Aconiti lateralis Radix Praeparata inhibits Alzheimer’s disease by regulating the complex regulation network with the core of GRIN1 and MAPK1

Current medicine for Alzheimer’s disease (AD) cannot effectively reverse or block nerve injury. Traditional Chinese Medicine practice and research imply Aconiti lateralis Radix Praeparata (Fuzi) may meet this goal.

Analysing the anti-AD effect of Fuzi and its potential molecular mechanism.

AD model cells were treated with Fuzi in 0-300 mg/mL for 24 h in 37 °C. The cell viability (CV) and length of cell projections (LCP) for each group were observed, analysed, and standardised using control as a baseline (CV_s and LCP_s). The Fuzi and AD relevant genes were identified basing on databases, and the molecular mechanism of Fuzi anti-AD was predicted by network analysis.

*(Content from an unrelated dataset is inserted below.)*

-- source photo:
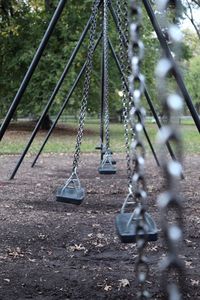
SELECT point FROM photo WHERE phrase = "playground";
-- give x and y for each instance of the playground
(91, 207)
(51, 250)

Experiment results showed that Fuzi in 0.4 mg/mL boosted LCP (LCP_s = 1.2533, p ≤ 0.05), and in 1.6–100 mg/mL increased CV (CV_s from 1.1673 to 1.3321, p ≤ 0.05). Bioinformatics analysis found 17 Fuzi target genes (relevant scores ≥ 20), showing strong AD relevant signals (RMS_p ≤ 0.05, related scores ≥ 5), enriched in the pathways regulating axon growth, synaptic plasticity, cell survival, proliferation, apoptosis, and death (p ≤ 0.05). Especially, GRIN1 and MAPK1 interacted with APP protein and located in the key point of the “Alzheimer’s disease” pathway.

These results suggest that Fuzi may have therapeutic and prevention potential in AD, and GRIN1 and MAPK1 may be the core of the pathways of the Fuzi anti-AD process. Fuzi should be studied more extensively, especially for the prevention of AD.